The project was structured around 6 work packages.
WP1 captured, studied and specified requirements for the work that needed to be performed within the technical work packages:
1) The demonstration scenarios have been refined. This allowed defining the hardware platforms to be developed for the demonstrators as well as the required building blocks from WP2 and WP3.
2) Opportunities, requirements and constraints from the consortium’s commercial partners have been studied in order to try to align developments with exploitation opportunities.
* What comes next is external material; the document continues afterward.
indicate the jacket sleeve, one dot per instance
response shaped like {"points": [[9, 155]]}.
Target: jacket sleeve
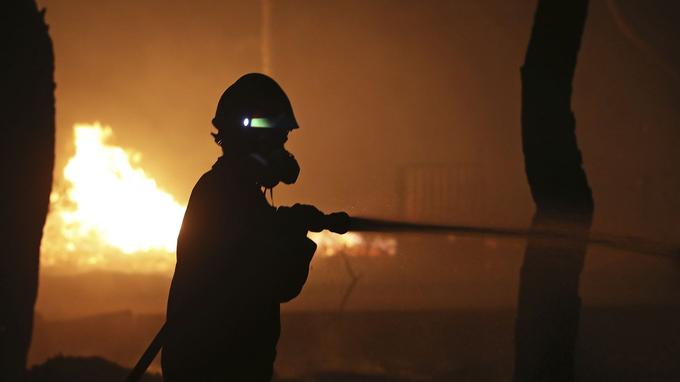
{"points": [[294, 255]]}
3) A common evaluation platform has been defined and distributed to partners, together with sample firmware and FPGA-designs. It consists in an FPGA-based motherboard with features to ease security characterization, and a set of low-cost daughter modules allowing to evaluate HECTOR primitives implemented in different FPGA families or ASICs.
WP2 focused on TRNG and PUFs. Several candidate principles have been proposed. A set of comparison and evaluation criteria have been defined. Preliminary implementations helped compare and rank the candidates. Selected TRNG and PUF principles together with dedicated embedded tests and post-processing have been designed for both FPGAs and ASICs. Several hick-ups and manufacturing delays (external factors) repeatedly pushed-out silicon availability and forced to limit physical evaluations to FPGA implementations. HECTOR ASIC test chips will still be used and characterized but after the official completion of the project.
WP3 focused on cryptographic algorithms and countermeasures. Since these rely heavily on random numbers (cryptographic keys, random IVs, masking), a first line of research has been to study the effect of non-ideal randomness on cryptography and on the effectiveness of countermeasures. Known-key and related-key attacks have been studied. Matlab scripts to generate standardized sets of degraded random numbers have been developed to test the effect of weak random numbers on commonly used side-channel countermeasures. The second line of research has been focusing on efficient cryptography and countermeasures. The consortium has been very active in the CAESAR authentication encryption competition. Five of the fifteen candidates of the third round of the competition were proposals from consortium members and 3 proposals remain among the 7 finalists. An important improvement in the usage of the sponge construction for Authenticated Encryption has been introduced, easing the interface between a TRNG/PUF, its crypto post-processing and the cryptographic algorithm itself. HECTOR also worked on design-process efficiency with bottom-up and top-down methodologies for design-time evaluation of side-channel protection.
WP4 focused on the development of demonstrators to illustrate how the technical developments from WP2 and WP3 can be combined for relevant applicative use cases. Three demonstrators have been developed: A dedicated, high-throughput random numbers generators, a secure USB storage, as well as a secure messaging system.
WP5 focused on dissemination, communication, exploitation, standardization and training. The project generated 59 articles and publications, participated to 48 conferences and workshops, as well as 12 other dissemination activities (web site, newsletters, etc.). HECTOR also participated to key cryptography and TRNG related standardization efforts and events, most notably the CAESAR authenticated encryption competition and the NIST TRNG workshop.
WP6 has been the project management work package providing the necessary processes and tools and to ensure proper execution.